There have been a number of demonstrations of solidarity with the Palestinians in
German cities in recent days, but what is unusual about the political criticism is that
much of the strongest language is emanating from Christian Democrats, the bulwark
of the pro-Israeli policy of recent decades.

After World War II, the Christian Democratic government of Konrad Adenauer staked
the restoration of Germany's reputation, in part, on good relations with Israel, and 
his
descendants in the Christian Democratic Union elevated a pro-Israeli stance to
something of an article of faith. But Bluem said recently it was now time to break the
"taboo" of not criticizing Israel.

Karl Lamers, the foreign policy spokesman for the Christian Democrats in
Parliament, distanced himself from Bluem's choice of words but said in an interview:
"Not in spite of our special responsibility to Israel's security, but because it, we 
should
not say 'Yes' to everything that happens.
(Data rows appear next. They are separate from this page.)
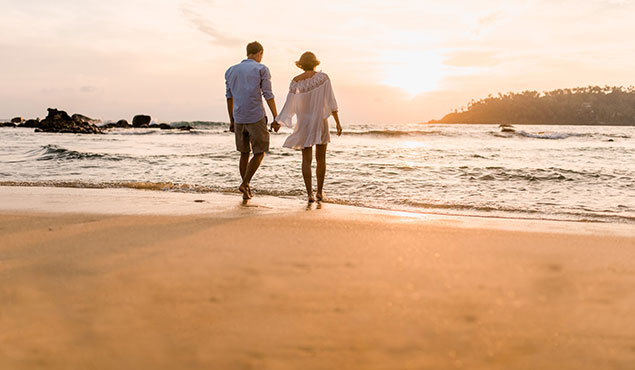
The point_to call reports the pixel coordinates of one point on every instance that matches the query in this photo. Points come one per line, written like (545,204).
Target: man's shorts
(252,137)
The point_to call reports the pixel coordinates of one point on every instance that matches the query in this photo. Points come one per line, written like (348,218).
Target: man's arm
(230,110)
(265,86)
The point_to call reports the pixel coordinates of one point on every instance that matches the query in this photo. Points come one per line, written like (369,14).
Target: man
(246,83)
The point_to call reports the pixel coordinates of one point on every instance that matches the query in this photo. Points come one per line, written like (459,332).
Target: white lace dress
(312,100)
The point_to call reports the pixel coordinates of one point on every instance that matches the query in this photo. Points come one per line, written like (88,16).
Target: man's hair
(254,48)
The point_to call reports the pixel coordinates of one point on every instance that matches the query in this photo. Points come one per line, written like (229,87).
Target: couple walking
(310,98)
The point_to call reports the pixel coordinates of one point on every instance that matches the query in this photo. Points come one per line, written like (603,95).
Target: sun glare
(413,72)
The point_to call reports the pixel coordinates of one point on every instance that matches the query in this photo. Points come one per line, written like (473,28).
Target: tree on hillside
(592,105)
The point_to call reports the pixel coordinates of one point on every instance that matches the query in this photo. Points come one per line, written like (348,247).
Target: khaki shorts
(252,137)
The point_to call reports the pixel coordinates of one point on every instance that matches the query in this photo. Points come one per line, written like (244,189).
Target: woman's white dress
(312,100)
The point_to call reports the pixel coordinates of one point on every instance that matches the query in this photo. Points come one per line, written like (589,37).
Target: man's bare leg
(320,157)
(252,167)
(307,154)
(244,161)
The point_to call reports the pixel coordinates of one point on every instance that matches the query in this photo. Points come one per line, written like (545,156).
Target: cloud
(471,58)
(88,89)
(193,16)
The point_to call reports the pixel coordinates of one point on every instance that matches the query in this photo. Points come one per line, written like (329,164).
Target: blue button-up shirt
(246,83)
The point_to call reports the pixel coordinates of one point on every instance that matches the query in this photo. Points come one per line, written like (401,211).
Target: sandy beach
(131,279)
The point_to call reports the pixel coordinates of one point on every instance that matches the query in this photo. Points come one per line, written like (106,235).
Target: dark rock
(78,118)
(32,123)
(60,121)
(122,123)
(141,121)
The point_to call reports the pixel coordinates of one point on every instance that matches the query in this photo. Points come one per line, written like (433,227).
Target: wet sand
(108,279)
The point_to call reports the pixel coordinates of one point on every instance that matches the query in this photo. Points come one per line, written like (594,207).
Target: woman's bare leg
(307,154)
(320,157)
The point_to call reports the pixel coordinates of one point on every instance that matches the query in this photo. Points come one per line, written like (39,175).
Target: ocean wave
(496,173)
(54,152)
(398,133)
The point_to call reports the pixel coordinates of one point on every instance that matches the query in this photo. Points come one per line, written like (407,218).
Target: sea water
(584,173)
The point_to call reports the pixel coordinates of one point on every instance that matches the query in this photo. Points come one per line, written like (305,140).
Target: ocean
(579,173)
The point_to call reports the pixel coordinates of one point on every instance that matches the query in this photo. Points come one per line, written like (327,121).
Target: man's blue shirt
(246,83)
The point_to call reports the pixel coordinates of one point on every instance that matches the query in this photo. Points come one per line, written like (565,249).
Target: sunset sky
(390,61)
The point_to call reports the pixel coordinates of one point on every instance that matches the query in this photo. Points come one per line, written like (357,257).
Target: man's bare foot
(243,189)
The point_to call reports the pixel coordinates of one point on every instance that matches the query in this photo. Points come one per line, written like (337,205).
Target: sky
(389,61)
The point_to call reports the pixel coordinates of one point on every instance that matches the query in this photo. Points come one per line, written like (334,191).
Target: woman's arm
(337,120)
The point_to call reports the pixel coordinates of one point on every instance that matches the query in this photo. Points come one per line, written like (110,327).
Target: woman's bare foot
(244,189)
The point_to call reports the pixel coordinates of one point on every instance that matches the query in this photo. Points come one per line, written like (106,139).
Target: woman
(312,100)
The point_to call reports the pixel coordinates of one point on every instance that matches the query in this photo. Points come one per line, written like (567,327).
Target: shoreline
(203,191)
(131,279)
(139,201)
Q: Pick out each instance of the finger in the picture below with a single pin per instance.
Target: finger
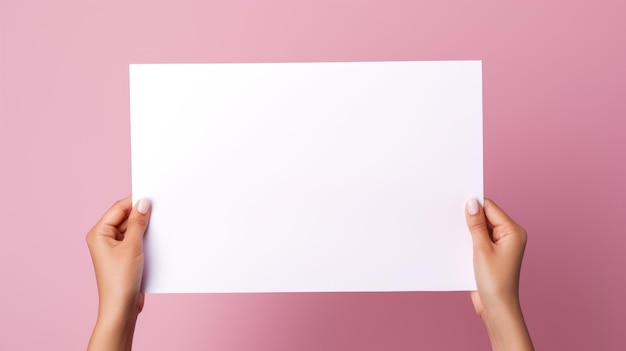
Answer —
(117, 213)
(496, 216)
(138, 221)
(477, 223)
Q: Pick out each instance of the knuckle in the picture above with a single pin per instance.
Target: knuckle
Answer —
(137, 221)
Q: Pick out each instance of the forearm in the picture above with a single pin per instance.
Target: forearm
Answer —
(113, 331)
(506, 327)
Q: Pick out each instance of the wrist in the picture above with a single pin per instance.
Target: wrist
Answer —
(505, 325)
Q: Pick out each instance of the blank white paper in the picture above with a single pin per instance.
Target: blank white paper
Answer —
(307, 177)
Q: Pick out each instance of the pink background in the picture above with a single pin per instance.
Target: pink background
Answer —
(555, 135)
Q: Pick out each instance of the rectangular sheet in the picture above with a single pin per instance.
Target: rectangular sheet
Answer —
(292, 177)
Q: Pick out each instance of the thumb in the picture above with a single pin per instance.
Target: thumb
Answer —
(477, 224)
(138, 220)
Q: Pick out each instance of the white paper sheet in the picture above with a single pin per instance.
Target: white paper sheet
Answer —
(288, 177)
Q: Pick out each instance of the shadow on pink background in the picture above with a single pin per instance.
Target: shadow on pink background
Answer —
(555, 135)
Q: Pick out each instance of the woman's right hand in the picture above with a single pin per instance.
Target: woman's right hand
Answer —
(498, 245)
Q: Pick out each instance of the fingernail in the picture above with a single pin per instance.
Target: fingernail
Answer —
(472, 206)
(143, 206)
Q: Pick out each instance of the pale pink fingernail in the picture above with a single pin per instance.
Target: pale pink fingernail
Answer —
(143, 206)
(472, 206)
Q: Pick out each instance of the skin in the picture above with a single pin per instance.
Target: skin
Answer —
(116, 247)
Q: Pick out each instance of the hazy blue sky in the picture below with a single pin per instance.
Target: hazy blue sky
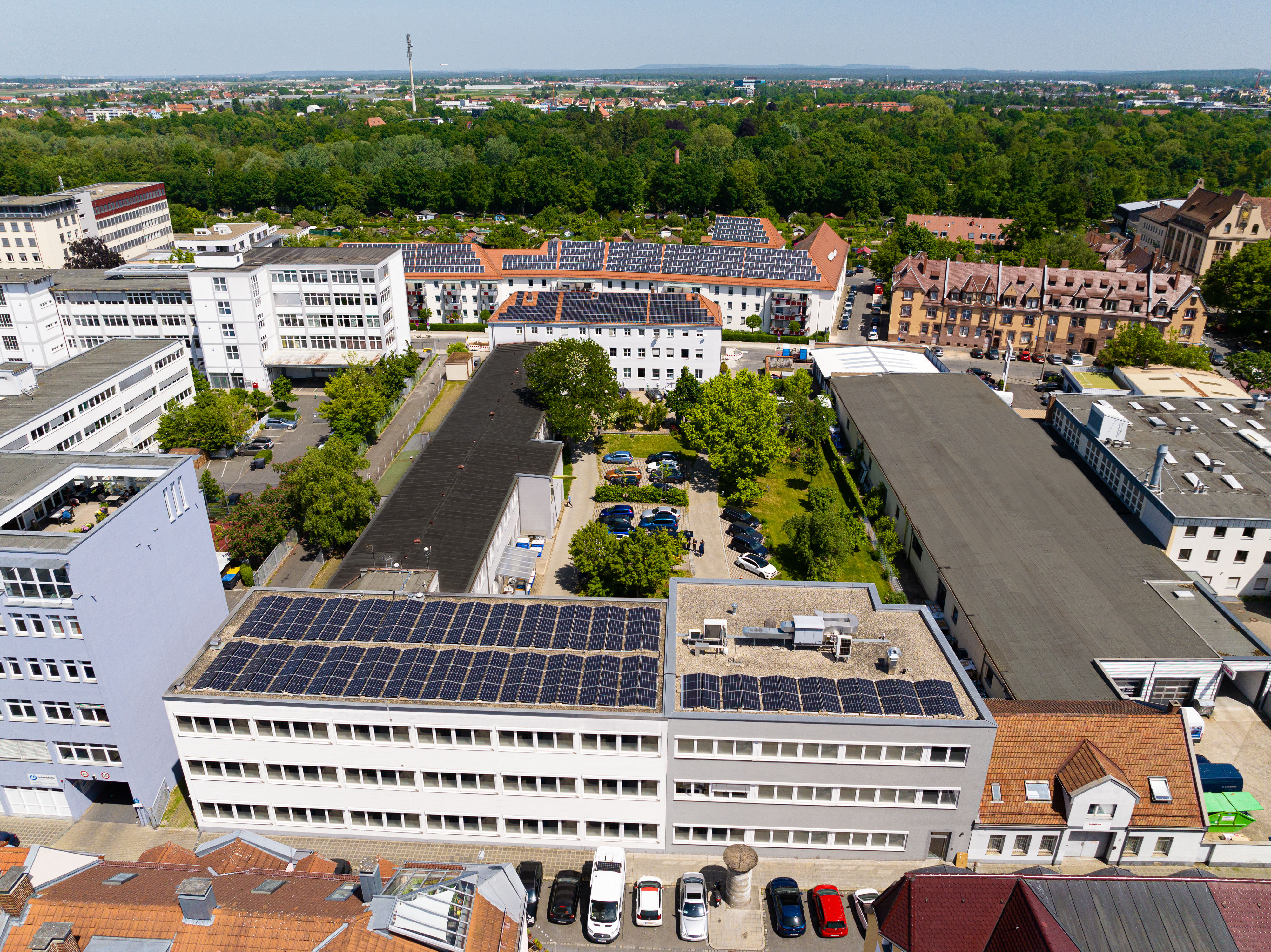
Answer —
(82, 37)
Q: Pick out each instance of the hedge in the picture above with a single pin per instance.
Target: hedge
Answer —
(641, 494)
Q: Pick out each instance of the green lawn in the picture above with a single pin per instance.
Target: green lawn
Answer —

This policy of the present Israeli
government could lead to a catastrophe, first for Israel, but then for the region and
the West.

"Germany used to not look out beyond Europe," he added, "but it must now."

The opposition's candidate for chancellor in national elections this September,
however, took a more traditional line during a recent interview with American
journalists.

"The sovereignty, the right of Israel to exist, is unimpeachable, and that includes the
right to life without terror," said Edmund Stoiber, premier of Bavaria and leader of 
the
Christian Social Union, the Christian Democrats' sister party in Bavaria. "Therefore,
we do not confuse, as others do, cause and effect."